Q: What is the difference between COVID-19 and SARS-CoV-2?
A: COVID-19 stands for Coronavirus Disease 2019. It is the name of the disease. SARS-CoV-2 stands for SARS (Severe Acute Respiratory Syndrome) Coronavirus 2 and it is the name of the virus.

Q: What is the source of SARS-CoV-2?
A: Based on the analysis of the virus, the source is from a dead animal. The transfer from animal to human would have occurred at a meat or fish market when humans were interacting with meat - NOT a live animal and NOT from a pet. At this time, the actual animal source has not been found but many are working tirelessly to figure it out. Part of the "unknown" factor for SARS-CoV-2 is that it originated from an animal and hence humans do not have the same natural immunity to this virus.

Q: How can your naturopathic practitioner help?

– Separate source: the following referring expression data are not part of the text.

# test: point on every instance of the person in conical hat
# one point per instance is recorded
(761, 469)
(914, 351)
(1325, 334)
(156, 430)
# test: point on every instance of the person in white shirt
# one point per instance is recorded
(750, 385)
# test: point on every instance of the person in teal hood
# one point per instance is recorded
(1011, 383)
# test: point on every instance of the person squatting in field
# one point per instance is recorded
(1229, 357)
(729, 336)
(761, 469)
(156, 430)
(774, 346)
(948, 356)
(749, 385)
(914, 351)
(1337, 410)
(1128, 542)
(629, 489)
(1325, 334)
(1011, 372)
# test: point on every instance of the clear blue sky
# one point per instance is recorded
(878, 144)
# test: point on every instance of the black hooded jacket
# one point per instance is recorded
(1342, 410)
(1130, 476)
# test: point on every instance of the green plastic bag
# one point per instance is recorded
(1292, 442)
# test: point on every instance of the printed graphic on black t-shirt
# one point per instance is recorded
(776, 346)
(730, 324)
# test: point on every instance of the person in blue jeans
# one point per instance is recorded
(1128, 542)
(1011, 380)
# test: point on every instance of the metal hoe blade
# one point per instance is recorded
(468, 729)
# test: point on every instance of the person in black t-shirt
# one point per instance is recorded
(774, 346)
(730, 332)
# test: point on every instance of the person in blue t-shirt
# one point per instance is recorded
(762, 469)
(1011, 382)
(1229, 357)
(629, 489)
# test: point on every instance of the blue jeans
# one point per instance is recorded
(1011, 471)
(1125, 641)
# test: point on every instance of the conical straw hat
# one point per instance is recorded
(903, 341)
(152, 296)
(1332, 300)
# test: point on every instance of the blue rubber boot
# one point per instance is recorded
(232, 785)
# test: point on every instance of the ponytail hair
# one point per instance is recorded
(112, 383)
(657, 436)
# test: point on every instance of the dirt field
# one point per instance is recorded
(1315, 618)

A: The naturopathic community is here to help you through this pandemic. Check out our blog "A Crash Course on Respiratory Health" The focus of naturopathic practice is to provide:
  • Health Promotion: guidance on a healthy lifestyle
  • Prevention: reinforcing the importance of hygiene and social distancing
  • Supportive Care: providing guidance on how to support your overall health. Currently there are no proven treatments - conventional or naturopathic - for COVID-19.
  • Recovery: helping patients recover and reestablish their health if they have had any symptoms.
Q: What is best to do when home in self-isolation or quarantine for a couple of weeks?
A: Situations like this are a good reminder of the importance of a healthy lifestyle. Here are some tips while in self-isolation:
  • First and foremost, create a routine. Plan out your day. Avoid the tendency to sit around and watch movies or television all day.  
  • Exercise is important. This might be a great time to focus on stretching, walking (even if it is around your house) or other activities you can do at home.
  • Work on a project. Take the time to clean out the garage, paint a room in the house, clean out those closets that you never get to, or other tasks at home.
  • Eat healthy.  This is a time to focus on healthy eating. Avoid filling up on junk food and high starch foods. To help the body stay healthy, eat your fruit and vegetables, adequate protein and healthy starches. 
  • Keep in touch with friends and family. Self-isolation and quarantine can be quite uncomfortable for may people. It is important to reach out to others. 
  • Mindfulness and meditation are very helpful in times of stress.  If you are not familiar with these coping strategies there are a number of apps that you can download and enjoy.
  • Limit the amount of time that you are listening to the news. Think of news, especially "bad news" as a challenging workout for your mind. Like any muscle, it can handle a bit, but it can't handle too much!
By ensuring a holistic approach to this problem, we will get through this pandemic together. As new information and research is available the global health care community will master this infection as it has all others.